Stansfield had been in the CIA since the organization’s inception.

He was well-respected among the rank-and-file officers and had spent the majority of his time as an agent runner in the field.

He knew where the bodies were buried both figuratively and literally, but to paraphrase the old Chinese proverb, they were living in interesting times.

The CIA was beset with scandals both abroad and at home, and Stansfield was only the acting director.

In times of crisis, this distinction mattered.

Stansfield’s acting title gave him less weight when testifying before an adversarial Congress and a diminished standing within the organization he was charged with leading.

A director’s word was law on Langley’s seventh floor, but an acting director was more curiosity than dictator.

The career executive bureaucrats who led the CIA were not immune to the political contagion infecting Congress, as Paul Cooke had so aptly demonstrated.

Until Stansfield was properly coronated as DCI vis-à-vis a formal Senate confirmation, he was at best an interloper and at worst a rival to others seeking the agency’s top job.

If leadership was a lonely enterprise, helming the nation’s premier intelligence organization was doubly so.

Irene’s charter now focused almost exclusively on the Orion project, but more and more, her additional duties consisted of acting as an aide-de-camp and confidante to Stansfield.

Hurley certainly had a longer history with Stansfield, but he had proven unsuited to office politics so Stansfield had removed Stan from the agency’s active rolls in favor of transforming the contrarian operative into a contractor.

While this was undoubtedly good for both the CIA and Hurley, it limited his ability to play the role of organizational insider.

In a moment when Stansfield was under attack on all sides, it made sense that he would want the confidants he could trust implicitly close by.

As far as Irene could tell, that category currently held a singular person.

Her.

“I appreciate the offer, but no. I need you in Russia, now more than ever. The situation in Latvia is getting worse. The ethnic Russians in Daugavpils are demonstrating in the streets against the Latvian government and the Russian president is making noise about sending in peacekeepers. We need to get to the bottom of this and my confidence in Moscow Station is at an all-time low. Max Powers has been an adequate Near East Division chief, but the chief of station in Moscow is his Farm classmate. They’re old friends. ”

“You think Max has a blind spot to Moscow Station’s failings?”

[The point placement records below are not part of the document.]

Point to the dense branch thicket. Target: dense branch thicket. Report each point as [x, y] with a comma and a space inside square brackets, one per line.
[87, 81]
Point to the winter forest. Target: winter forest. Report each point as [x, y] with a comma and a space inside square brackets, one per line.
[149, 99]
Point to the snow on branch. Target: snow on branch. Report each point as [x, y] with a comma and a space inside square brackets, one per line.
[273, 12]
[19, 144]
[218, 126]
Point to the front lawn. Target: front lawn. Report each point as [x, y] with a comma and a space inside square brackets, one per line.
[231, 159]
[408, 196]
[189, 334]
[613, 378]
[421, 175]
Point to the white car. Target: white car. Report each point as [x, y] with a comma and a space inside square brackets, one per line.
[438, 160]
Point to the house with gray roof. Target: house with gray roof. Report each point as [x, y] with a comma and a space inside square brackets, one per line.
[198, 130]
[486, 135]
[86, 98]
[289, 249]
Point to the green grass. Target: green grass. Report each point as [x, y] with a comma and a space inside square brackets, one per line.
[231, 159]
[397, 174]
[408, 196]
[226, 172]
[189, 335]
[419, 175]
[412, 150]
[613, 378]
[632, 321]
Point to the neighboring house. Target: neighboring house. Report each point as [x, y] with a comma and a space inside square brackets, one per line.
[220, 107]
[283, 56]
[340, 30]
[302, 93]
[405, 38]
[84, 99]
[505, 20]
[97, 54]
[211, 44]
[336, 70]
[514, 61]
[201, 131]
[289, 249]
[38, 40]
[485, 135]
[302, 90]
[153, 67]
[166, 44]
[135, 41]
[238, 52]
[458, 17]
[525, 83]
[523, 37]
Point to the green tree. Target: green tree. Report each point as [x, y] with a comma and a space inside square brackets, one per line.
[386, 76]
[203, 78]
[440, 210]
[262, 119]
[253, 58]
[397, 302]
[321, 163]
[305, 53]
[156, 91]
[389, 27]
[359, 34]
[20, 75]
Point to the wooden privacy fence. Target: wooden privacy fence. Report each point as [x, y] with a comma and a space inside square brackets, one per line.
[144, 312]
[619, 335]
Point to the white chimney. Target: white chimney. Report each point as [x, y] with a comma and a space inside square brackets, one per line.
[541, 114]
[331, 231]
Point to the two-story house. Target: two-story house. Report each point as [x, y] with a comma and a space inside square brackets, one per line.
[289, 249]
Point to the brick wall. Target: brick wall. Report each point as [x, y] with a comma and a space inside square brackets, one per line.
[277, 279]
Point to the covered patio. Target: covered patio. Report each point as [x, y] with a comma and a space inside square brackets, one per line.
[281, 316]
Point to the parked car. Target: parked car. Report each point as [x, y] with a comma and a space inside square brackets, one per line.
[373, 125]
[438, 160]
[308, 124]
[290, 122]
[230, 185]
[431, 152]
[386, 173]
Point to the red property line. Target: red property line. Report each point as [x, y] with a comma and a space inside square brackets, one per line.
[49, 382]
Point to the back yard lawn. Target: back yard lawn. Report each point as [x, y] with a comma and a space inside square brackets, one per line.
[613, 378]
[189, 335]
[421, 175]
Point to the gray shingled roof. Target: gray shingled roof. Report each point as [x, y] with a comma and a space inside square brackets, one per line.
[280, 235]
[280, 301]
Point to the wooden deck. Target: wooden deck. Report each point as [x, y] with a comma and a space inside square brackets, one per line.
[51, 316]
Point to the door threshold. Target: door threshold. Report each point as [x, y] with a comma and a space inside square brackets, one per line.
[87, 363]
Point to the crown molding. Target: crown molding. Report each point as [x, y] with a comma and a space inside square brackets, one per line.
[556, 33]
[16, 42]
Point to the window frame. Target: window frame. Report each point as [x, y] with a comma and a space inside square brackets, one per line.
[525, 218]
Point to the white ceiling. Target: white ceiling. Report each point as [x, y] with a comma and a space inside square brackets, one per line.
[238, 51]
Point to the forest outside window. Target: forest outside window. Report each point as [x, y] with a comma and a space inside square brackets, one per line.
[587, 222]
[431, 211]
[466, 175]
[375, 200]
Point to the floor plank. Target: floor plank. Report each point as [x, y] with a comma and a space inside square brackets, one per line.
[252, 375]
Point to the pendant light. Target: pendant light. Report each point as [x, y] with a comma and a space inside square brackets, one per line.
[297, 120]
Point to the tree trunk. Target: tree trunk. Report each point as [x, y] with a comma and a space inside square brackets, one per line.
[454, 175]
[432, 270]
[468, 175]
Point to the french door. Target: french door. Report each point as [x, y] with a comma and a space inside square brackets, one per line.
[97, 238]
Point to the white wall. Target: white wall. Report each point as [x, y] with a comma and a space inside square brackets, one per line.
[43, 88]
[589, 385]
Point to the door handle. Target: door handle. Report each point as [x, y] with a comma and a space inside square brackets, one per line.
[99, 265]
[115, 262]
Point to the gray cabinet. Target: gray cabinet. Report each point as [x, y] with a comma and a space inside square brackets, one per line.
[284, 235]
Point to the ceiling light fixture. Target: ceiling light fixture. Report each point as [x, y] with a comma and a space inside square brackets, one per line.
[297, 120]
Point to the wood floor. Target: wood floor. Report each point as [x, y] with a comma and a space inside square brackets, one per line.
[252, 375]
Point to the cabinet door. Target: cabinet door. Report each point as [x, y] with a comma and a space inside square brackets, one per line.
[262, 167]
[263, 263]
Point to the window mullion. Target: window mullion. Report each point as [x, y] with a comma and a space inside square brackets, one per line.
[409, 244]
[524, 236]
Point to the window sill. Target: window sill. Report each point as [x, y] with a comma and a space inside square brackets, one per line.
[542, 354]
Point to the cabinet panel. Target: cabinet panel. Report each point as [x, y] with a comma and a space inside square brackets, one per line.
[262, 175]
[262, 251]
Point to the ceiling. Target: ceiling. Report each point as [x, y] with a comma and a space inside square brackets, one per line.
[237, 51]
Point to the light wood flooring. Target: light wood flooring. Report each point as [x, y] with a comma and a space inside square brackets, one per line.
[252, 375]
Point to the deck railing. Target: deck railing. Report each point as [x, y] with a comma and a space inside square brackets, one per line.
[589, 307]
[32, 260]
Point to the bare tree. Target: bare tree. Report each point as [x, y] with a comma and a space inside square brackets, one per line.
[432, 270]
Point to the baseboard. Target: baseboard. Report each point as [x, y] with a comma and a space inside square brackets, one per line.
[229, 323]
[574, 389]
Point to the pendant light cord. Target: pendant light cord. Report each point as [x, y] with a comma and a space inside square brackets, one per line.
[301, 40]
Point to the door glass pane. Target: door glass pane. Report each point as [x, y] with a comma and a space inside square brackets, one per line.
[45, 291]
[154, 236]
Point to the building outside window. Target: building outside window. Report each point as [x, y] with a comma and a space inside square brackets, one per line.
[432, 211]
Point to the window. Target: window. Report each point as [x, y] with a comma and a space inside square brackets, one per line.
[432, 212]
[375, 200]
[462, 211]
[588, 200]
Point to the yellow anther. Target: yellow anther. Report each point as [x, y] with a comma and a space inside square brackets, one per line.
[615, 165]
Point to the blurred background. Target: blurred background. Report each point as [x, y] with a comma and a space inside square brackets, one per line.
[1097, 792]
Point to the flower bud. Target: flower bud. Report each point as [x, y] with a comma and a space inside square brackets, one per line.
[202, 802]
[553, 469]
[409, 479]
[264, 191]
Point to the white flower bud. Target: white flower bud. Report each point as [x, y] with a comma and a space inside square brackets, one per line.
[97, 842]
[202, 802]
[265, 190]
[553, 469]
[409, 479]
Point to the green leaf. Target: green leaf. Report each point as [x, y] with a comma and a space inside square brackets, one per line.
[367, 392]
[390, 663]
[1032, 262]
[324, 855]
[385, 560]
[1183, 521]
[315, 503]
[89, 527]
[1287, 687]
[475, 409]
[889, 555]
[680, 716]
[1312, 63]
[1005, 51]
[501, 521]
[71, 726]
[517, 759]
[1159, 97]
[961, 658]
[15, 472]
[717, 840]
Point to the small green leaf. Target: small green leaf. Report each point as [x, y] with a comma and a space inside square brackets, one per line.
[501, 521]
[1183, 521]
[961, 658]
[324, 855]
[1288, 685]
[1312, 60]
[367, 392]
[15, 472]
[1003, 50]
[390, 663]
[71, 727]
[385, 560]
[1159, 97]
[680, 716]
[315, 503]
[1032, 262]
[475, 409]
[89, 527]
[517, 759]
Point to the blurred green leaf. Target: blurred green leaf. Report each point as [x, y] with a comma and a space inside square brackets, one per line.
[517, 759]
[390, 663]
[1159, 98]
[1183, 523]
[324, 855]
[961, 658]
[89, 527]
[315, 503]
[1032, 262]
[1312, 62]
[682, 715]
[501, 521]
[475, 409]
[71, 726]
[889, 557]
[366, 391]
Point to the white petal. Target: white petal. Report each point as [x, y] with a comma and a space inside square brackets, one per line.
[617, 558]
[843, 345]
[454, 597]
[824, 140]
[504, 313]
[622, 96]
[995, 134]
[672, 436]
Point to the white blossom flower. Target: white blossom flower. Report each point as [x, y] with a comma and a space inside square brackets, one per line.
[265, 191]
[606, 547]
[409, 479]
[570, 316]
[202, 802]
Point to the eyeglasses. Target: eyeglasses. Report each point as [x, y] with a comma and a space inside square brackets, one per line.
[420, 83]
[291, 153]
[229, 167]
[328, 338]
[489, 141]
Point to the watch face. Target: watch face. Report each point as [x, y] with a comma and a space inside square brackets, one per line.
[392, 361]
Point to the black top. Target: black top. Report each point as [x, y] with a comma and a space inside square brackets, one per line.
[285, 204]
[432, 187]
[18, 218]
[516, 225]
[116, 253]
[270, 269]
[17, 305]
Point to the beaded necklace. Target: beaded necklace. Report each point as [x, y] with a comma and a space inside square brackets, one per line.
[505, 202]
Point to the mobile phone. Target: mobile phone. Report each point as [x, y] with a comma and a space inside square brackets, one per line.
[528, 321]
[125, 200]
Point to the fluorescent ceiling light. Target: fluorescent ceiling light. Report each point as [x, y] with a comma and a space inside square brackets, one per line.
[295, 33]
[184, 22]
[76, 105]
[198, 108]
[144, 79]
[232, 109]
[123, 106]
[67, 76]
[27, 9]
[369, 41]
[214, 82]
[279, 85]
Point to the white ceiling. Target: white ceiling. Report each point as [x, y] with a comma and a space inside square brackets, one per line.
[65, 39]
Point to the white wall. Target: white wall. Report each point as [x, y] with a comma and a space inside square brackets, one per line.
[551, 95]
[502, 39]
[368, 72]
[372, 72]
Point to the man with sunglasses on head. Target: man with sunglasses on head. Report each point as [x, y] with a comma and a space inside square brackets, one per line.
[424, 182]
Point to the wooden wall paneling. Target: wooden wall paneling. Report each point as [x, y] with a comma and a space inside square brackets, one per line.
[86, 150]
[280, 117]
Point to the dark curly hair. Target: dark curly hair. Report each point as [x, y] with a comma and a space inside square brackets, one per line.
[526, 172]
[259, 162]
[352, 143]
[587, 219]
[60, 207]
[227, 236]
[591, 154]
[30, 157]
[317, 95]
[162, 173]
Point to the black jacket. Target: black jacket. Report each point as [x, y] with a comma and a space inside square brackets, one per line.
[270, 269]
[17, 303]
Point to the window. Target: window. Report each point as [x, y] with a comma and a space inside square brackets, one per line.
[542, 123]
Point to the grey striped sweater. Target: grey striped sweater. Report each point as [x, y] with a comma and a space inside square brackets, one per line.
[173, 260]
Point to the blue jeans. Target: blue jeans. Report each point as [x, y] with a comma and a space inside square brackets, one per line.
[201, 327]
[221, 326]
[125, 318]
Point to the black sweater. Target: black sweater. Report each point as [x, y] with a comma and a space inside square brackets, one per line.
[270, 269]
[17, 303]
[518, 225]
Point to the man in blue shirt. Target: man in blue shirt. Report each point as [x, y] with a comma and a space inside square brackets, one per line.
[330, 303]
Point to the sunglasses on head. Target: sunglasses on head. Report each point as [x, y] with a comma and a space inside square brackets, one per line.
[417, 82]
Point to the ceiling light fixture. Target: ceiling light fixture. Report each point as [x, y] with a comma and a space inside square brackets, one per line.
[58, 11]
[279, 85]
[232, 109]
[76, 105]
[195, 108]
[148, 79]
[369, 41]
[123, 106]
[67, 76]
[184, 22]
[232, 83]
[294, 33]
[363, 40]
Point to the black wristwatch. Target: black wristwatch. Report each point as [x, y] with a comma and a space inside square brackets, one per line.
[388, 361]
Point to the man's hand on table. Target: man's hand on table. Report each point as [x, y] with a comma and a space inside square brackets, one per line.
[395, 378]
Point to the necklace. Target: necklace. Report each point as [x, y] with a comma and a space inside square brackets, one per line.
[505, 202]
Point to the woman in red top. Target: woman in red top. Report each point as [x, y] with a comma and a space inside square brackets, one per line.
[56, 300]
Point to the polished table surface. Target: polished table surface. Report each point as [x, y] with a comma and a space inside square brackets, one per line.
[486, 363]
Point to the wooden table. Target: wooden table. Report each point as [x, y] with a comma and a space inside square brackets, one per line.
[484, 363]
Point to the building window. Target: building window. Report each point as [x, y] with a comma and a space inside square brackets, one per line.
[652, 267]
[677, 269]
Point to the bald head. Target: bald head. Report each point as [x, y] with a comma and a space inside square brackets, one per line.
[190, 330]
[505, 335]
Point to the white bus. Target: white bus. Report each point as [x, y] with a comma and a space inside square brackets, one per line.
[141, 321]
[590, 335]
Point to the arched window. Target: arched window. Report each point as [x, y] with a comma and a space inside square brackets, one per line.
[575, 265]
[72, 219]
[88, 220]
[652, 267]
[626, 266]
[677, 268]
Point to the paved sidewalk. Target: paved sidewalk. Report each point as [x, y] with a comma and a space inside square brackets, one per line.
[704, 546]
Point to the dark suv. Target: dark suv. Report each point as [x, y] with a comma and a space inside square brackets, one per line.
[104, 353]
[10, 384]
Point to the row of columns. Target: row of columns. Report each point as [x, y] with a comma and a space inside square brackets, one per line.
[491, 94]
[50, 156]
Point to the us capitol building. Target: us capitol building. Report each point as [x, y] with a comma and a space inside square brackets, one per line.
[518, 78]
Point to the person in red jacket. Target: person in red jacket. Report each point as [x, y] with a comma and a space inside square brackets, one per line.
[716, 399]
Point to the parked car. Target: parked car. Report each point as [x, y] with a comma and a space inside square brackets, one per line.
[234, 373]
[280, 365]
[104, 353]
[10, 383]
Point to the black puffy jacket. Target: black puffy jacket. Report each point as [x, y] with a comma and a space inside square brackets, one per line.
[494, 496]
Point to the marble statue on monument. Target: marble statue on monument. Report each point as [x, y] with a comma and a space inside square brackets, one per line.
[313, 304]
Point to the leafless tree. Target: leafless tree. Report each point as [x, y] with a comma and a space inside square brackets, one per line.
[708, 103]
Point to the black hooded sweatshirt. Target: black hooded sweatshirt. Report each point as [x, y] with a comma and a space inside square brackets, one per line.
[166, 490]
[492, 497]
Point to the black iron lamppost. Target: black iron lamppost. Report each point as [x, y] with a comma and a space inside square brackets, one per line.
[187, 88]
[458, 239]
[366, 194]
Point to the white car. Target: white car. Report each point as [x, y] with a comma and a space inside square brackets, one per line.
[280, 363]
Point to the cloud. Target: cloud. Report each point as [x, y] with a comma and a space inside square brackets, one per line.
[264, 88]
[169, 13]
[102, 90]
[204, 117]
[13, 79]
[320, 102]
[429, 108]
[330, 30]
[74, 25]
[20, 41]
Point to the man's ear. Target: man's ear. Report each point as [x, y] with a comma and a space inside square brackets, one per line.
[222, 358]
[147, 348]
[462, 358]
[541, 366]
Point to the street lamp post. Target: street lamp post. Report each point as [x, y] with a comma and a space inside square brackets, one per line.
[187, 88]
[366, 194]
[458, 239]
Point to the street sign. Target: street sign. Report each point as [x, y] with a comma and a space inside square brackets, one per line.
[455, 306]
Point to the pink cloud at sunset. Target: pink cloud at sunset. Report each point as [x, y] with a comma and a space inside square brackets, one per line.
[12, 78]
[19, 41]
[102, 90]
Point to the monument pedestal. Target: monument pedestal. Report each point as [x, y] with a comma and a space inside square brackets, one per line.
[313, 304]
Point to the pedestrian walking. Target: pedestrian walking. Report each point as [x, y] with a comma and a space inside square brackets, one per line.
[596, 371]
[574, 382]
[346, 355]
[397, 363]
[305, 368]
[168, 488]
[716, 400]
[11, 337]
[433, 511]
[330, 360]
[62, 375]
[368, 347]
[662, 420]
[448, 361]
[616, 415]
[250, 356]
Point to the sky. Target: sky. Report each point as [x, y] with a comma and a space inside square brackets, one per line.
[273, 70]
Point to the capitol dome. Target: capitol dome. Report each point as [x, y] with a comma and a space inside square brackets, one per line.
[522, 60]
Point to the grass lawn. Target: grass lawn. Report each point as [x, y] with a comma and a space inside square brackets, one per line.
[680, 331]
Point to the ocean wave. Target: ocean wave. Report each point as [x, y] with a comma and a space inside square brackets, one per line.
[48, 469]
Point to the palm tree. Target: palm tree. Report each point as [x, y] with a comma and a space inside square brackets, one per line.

“I’m not sure. What I do know is that a potential conflict is brewing between Latvia and Russia.

A conflict that could easily spill over to the other former Soviet republics and potentially NATO.

It doesn’t strike me as a coincidence that the agency station most suited to provide insight into what the Russians are actually thinking has been completely sidelined. ”

Irene turned Stansfield’s words over in her mind. “The false-flag operation in Latvia and the burned operation in Moscow are related?”

“The Russians play the intelligence game better than anyone else, Irene. At the moment, I’m flying blind. I need you to be my eyes.”

“I’m on it, sir,” Irene said.

“I know you are. My intuition says that we are perilously close to an armed conflict in Europe. We just won a cold war. I’d rather not start a hot one. Good luck.”

Stansfield ended the connection.

Irene considered her mentor’s words as she placed the red secure phone back into its bulky cradle. She was not a military historian, but she did know one thing about her nation’s martial history: When it came to wars, the United States did not often get to choose when to fight them.